With these factors in mind, the Introduction to Physical Geography course (EV203), a 40
lesson compulsory course at the United States Military Academy known locally as “Dirt”, is
structured with several lab periods during which students are assigned to work in pairs to
complete various exercises provided in a course-required lab manual. Each term, roughly 500
students were enrolled in the course with class sizes of 15 to 18 students per instructor. Watson
(1992) calls this method of cooperative learning, “learning together,” which is little addressed by
existing literature as concerns college-level geography and physical science courses, although
this appearance may be due to differences in terminology. In Herzog et al (1996), this technique
(described though not so named) is examined with inconclusive results, although the researchers
do find, in concert with numerous other studies identified above, that students evidently
preferred cooperative learning activities as opposed to lecture-based classes. Smith (2007),
however, reported a weak correlation between grades and similar group lab work in a geography
classroom. Additional studies (Lyman et al., 1991; Gupta, 2004) analyzing the “learning
together” technique in a physical science classroom only assess student preference without
considering any measureable effects on learning.

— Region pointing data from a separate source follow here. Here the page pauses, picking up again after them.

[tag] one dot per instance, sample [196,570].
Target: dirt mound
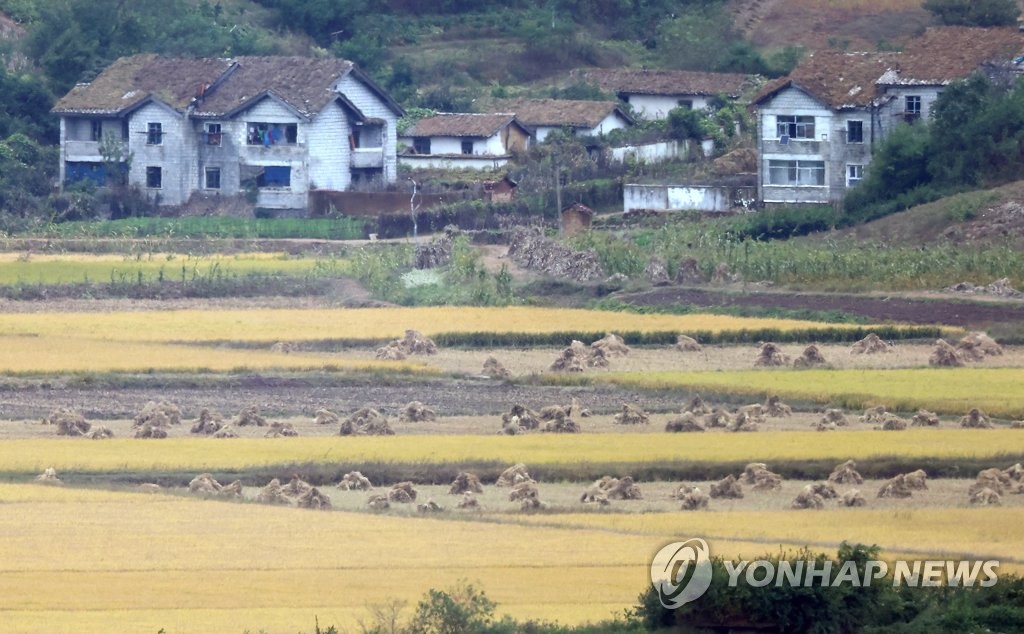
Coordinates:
[846,473]
[207,423]
[366,422]
[810,357]
[945,355]
[326,417]
[871,344]
[691,498]
[161,414]
[49,476]
[726,488]
[416,412]
[401,493]
[353,480]
[70,422]
[272,494]
[466,482]
[530,249]
[632,415]
[924,418]
[685,422]
[515,474]
[494,369]
[313,499]
[976,419]
[770,355]
[250,417]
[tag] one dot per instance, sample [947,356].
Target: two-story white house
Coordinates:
[817,127]
[274,126]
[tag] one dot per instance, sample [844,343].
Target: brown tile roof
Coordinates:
[460,124]
[304,83]
[573,113]
[666,82]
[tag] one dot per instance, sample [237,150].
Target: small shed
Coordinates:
[577,219]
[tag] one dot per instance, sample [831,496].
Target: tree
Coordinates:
[974,12]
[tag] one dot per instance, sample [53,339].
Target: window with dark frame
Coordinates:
[855,131]
[154,134]
[154,177]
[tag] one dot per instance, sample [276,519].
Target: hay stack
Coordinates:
[945,355]
[272,494]
[632,415]
[366,422]
[924,418]
[326,417]
[69,421]
[313,499]
[465,482]
[810,357]
[871,344]
[691,498]
[250,417]
[976,419]
[846,473]
[49,476]
[494,369]
[726,488]
[687,344]
[416,412]
[207,423]
[353,480]
[774,408]
[101,432]
[895,488]
[161,414]
[853,498]
[807,499]
[515,474]
[685,422]
[401,493]
[611,344]
[770,355]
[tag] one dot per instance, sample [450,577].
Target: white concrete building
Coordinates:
[276,126]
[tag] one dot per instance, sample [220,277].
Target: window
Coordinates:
[155,134]
[213,178]
[797,173]
[268,134]
[795,126]
[855,131]
[213,134]
[154,177]
[274,176]
[853,174]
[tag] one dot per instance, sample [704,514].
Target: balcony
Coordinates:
[368,158]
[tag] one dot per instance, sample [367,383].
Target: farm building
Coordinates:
[275,126]
[817,127]
[463,140]
[653,93]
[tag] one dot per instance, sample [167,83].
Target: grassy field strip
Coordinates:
[998,391]
[158,557]
[298,325]
[32,456]
[48,269]
[55,353]
[987,533]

The purpose of this research was twofold. First, we sought to assess the value of lab
work in EV203 in terms of its impact on overall learning as could be determined by individual
student grades on tests. The data sets available following a restructuring of the course in the Fall
Term of Academic Year 2014 further allowed us to consider three separate terms, over which
time the lab experiences varied in instructor-student contact and student time spent working
individually and cooperatively. Specifically:
Fall Term, Academic Year 2014 (Term 141):
Labs were assigned at the beginning of the lab period and were to be turned in at the beginning
of the following class period. Students worked in groups of two or three and turned in labs
individually.
Spring Term, Academic Year 2014 (Term 142):
Labs were assigned the class period before the lab period and were due at the end of the lab
period. Although permitted to work in groups of two or three, a small number of students would
turn the lab in at the beginning of the lab period, having worked on the lab in their own time and
without any supervision or help from their peers or guidance from their instructors. Students
were still instructed to submit labs individually for a grade.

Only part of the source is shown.